At Level 3, adding the optional Intent phase enables fully autonomous issue processing. Monitor-generated issues pass through Intent for refinement before reaching Plan, enabling fully autonomous issue processing from intake to PR creation.

What you're learning

Whether the full workflow consistently produces PR-ready output
Which types of work succeed at L3 and which still need supervision
How to configure the Monitor phase to catch regressions early
Your comfort with risk. What would need to be true for you to trust auto-merge?

Graduation checklist

These criteria are deliberately strict. L4 means zero human intervention, so you need high confidence.

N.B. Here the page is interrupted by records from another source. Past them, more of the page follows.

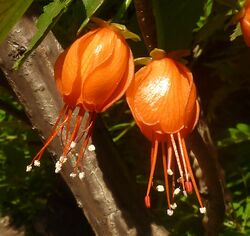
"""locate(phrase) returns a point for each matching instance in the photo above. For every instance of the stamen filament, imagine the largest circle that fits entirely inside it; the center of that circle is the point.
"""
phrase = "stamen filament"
(164, 160)
(178, 161)
(50, 139)
(154, 151)
(90, 125)
(182, 156)
(191, 173)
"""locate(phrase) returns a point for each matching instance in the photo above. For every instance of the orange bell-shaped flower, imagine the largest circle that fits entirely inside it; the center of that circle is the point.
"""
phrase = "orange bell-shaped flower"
(92, 74)
(245, 22)
(163, 101)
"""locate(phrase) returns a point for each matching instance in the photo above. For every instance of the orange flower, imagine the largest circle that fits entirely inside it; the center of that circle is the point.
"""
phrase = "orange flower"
(244, 16)
(163, 101)
(92, 74)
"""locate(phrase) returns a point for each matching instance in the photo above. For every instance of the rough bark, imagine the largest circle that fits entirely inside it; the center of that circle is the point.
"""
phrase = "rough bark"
(200, 141)
(106, 194)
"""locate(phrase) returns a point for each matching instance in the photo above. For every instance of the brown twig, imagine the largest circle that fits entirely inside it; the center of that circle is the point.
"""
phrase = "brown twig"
(105, 194)
(146, 22)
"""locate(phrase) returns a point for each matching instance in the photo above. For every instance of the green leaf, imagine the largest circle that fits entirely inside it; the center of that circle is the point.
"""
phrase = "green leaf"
(10, 12)
(236, 33)
(46, 21)
(175, 22)
(91, 6)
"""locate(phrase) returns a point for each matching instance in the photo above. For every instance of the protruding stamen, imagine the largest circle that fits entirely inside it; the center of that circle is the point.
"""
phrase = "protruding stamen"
(89, 129)
(147, 201)
(170, 212)
(72, 145)
(72, 175)
(160, 188)
(189, 187)
(58, 167)
(37, 163)
(173, 206)
(192, 175)
(81, 175)
(177, 191)
(154, 150)
(91, 147)
(182, 156)
(28, 168)
(170, 172)
(203, 210)
(164, 162)
(177, 159)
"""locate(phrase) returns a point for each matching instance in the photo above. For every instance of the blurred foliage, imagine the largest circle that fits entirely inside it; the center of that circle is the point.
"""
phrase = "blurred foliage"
(21, 195)
(220, 63)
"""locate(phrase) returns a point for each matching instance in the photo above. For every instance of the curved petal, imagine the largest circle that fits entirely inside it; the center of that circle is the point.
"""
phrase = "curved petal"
(100, 85)
(124, 84)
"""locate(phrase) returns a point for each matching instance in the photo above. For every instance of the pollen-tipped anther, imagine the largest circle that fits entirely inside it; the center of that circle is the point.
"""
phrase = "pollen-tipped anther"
(28, 168)
(173, 206)
(37, 163)
(170, 172)
(160, 188)
(91, 147)
(177, 191)
(203, 210)
(170, 212)
(58, 167)
(72, 175)
(81, 175)
(72, 145)
(62, 159)
(147, 201)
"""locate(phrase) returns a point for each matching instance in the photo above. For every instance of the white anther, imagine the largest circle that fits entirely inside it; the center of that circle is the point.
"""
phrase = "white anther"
(160, 188)
(91, 147)
(203, 210)
(73, 145)
(177, 191)
(170, 212)
(37, 163)
(81, 175)
(173, 206)
(62, 159)
(58, 166)
(170, 172)
(28, 168)
(72, 175)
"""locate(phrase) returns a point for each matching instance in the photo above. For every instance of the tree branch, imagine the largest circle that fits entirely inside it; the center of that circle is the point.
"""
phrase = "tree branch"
(146, 23)
(106, 195)
(200, 141)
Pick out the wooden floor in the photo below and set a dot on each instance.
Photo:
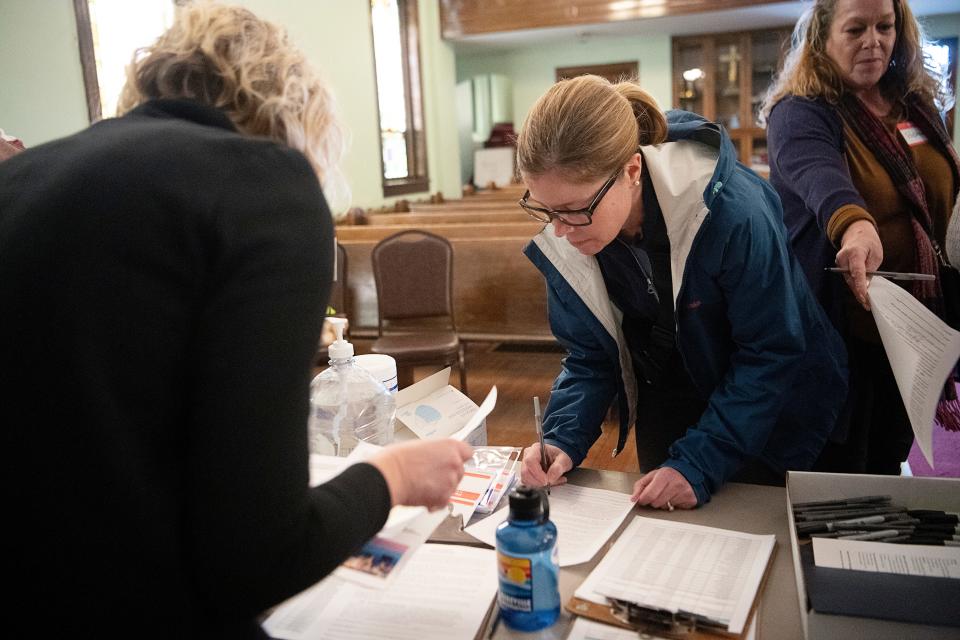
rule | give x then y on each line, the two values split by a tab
521	372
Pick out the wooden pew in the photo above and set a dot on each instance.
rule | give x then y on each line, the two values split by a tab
498	294
465	205
452	216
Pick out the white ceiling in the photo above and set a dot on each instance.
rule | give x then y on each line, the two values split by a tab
746	18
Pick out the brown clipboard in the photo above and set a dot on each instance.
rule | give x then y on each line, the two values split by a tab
602	613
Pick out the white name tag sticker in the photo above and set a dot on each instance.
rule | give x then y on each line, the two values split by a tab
911	133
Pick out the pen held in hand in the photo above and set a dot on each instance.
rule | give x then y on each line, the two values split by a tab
892	275
544	462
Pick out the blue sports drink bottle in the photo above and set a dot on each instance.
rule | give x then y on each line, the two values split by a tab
527	562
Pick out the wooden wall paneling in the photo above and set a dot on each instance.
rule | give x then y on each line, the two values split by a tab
709	80
460	18
88	59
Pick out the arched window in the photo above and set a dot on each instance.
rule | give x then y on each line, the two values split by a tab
396	52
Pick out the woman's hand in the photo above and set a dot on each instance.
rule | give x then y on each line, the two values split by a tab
422	473
664	488
531	474
860	251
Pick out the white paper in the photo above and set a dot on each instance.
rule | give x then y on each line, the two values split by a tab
432	408
884	557
683	567
482	412
493	165
922	351
585	519
472	487
444	593
382	558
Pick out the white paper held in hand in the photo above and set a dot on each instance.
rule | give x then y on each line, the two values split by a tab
922	350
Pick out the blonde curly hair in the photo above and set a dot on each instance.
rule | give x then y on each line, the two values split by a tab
809	72
226	57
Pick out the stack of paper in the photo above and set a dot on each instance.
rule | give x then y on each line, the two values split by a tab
922	349
444	592
585	519
678	567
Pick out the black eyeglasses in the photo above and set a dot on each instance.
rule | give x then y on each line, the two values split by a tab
573	217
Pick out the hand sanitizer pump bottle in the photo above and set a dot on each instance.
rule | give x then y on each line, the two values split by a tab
347	404
527	562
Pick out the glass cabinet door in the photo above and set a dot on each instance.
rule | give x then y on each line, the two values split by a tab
689	85
728	73
766	49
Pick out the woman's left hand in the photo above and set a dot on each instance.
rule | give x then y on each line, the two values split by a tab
664	488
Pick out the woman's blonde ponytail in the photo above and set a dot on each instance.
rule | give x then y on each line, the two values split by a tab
651	123
588	128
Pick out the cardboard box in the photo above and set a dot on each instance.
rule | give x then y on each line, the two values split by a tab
915	493
432	408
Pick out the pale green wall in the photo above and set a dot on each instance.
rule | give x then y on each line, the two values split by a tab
947	26
532	69
42	95
41	85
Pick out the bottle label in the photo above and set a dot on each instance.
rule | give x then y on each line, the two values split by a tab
516	582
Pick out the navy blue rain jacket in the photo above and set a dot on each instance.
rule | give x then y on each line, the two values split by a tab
754	340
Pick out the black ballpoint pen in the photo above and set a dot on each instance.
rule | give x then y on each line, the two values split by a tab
544	462
893	275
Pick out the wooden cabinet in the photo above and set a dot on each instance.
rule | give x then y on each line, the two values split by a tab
724	77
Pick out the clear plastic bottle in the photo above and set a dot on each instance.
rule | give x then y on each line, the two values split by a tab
347	404
528	563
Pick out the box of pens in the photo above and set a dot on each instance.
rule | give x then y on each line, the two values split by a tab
876	556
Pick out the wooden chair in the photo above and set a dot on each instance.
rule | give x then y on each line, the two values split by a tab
338	300
413	272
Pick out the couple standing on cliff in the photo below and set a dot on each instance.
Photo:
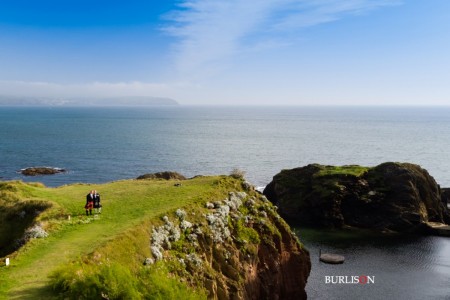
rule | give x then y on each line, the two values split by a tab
93	202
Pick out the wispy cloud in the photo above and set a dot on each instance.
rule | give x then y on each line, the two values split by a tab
94	89
212	31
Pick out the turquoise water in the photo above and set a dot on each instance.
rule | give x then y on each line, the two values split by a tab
105	144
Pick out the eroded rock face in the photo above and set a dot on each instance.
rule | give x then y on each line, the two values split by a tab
240	248
391	196
34	171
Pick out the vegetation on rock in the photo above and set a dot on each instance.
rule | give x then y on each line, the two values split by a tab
390	196
213	240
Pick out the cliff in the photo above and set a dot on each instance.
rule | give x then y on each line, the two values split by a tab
210	238
391	196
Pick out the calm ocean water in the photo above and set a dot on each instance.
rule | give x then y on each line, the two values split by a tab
104	144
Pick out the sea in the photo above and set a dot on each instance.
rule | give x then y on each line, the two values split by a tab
102	144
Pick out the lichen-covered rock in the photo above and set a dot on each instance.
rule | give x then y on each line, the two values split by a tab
167	175
391	196
240	249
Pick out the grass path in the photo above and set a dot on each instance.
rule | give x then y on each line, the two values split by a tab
125	204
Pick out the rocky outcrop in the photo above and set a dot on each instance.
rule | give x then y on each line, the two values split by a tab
391	196
239	248
34	171
167	175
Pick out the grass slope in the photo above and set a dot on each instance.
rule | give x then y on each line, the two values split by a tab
126	204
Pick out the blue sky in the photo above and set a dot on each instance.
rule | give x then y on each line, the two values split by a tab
293	52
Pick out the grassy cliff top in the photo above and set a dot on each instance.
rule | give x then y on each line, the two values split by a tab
128	207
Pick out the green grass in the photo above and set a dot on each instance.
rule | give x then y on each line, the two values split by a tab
127	205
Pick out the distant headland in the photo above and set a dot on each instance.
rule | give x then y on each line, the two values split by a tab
85	101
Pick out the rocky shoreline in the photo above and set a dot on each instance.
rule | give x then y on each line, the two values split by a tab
35	171
390	197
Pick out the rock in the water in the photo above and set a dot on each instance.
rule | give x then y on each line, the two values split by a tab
391	196
167	175
33	171
330	258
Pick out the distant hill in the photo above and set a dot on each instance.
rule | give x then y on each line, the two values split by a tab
87	101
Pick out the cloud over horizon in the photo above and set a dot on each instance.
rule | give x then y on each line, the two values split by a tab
211	32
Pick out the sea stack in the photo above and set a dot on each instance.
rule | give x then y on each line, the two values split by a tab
398	197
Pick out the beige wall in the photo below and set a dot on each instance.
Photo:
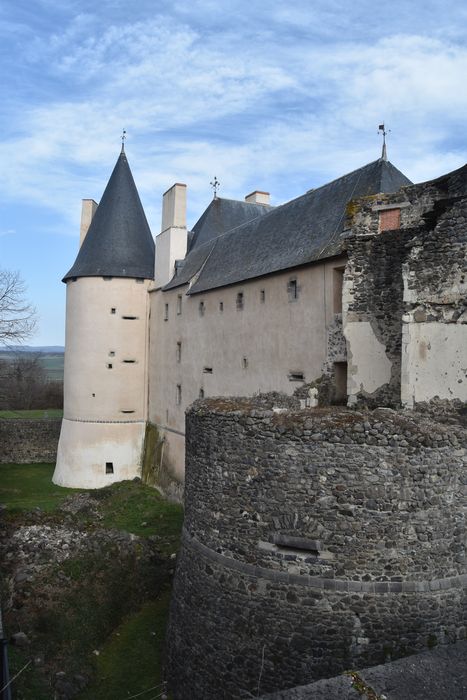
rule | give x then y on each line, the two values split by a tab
275	338
105	408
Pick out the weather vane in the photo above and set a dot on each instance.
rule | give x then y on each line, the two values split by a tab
215	184
382	130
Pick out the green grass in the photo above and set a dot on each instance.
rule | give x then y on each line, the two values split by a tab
131	660
33	413
24	487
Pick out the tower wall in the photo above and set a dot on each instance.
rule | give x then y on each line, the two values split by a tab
314	542
105	381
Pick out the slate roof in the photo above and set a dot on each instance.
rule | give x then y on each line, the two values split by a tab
304	230
119	242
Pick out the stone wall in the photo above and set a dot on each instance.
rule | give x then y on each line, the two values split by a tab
405	295
26	441
314	541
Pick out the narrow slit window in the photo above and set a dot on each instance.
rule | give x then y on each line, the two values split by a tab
292	289
296	377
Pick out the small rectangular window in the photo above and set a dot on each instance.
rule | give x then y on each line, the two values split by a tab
296	377
292	289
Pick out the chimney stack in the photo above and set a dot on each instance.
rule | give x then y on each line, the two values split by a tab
88	209
257	197
172	241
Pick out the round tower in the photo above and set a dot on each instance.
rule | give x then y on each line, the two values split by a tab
105	380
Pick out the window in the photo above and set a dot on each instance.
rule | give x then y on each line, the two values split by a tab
292	289
337	284
389	219
296	377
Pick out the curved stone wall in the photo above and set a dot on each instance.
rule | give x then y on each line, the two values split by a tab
314	541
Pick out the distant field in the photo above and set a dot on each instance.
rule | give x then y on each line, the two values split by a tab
52	362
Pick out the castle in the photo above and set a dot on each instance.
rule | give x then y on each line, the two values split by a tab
336	288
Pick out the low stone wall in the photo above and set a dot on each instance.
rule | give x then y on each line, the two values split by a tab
24	441
315	541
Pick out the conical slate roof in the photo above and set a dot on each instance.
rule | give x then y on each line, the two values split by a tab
119	242
304	230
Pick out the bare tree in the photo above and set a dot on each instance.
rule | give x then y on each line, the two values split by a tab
17	315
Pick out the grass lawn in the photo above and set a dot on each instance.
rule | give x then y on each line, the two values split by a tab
24	487
33	413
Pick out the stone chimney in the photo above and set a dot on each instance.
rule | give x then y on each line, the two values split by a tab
172	241
88	209
257	197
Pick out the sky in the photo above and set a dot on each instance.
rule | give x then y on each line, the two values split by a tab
276	96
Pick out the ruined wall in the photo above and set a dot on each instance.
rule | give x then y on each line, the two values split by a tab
25	441
314	541
405	295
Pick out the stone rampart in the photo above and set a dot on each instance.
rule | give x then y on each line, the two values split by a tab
26	441
315	541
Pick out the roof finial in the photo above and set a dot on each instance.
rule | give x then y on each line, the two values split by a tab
215	184
382	130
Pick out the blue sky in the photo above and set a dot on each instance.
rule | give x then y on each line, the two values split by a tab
277	96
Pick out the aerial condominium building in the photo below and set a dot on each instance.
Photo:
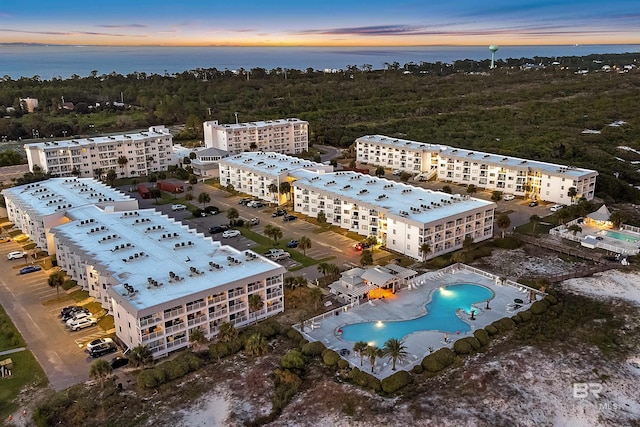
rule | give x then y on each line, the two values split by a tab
129	155
287	136
36	208
402	217
511	175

95%+ workflow runs complete without any intervention PRs consistently meet quality standards on first submission Monitor phase configured and catching regressions Rollback procedures tested and documented Team has agreed on the risk profile for auto-merge candidates

L4: Autonomous Software Engineering

The destination, for the right work

How it works

Agent runs the workflow. Quality gates pass. Auto-merge. No human in the loop. You configure the agentic layer, and the workflow handles everything from issue to merged PR. This is Autonomous Software Engineering (ASE): humans out of the active development loop.

When L4 is appropriate

Low-risk changes: dependency updates, simple bug fixes, well-understood patterns
Repositories with excellent test coverage and monitoring
Issue types with proven track records (e.g., patches that have succeeded at L3 for months)
Services with fast rollback capabilities

When L4 is NOT appropriate

Security-sensitive code (authentication, authorization, encryption)
Breaking API changes or public interface modifications
New architectural patterns the workflow hasn't seen before
Regulatory or compliance-sensitive areas
Any work where a bad merge could cause significant business impact

The realistic picture: most teams operate at L2-L3 for critical paths and L4 for routine maintenance. That's not a failure. That's good engineering. L4 everywhere is a long way off. L4 for the right work, right now, is realistic and worth pursuing.

Measuring progress

Track these metrics to know where you are and when you're ready to graduate. Don't optimize for L4. Optimize for reliability at your current level.

Metric	L1	L2	L3	L4
Workflow success rate	Track manually	>70%	>90%	>95%
Avg loop count	N/A	<3	<2	<1.5
Escalation rate	100%	<30%	<10%	<5%
Human intervention	Every phase	Checkpoints	PR review	None

What to track

Success rate

87%

last 30 runs

Avg loops

1.8

retries per run

Escalation

12%

human needed

Time to PR

14m

avg duration

Example dashboard values for a team operating between L2 and L3. Your numbers will vary based on codebase complexity and template maturity.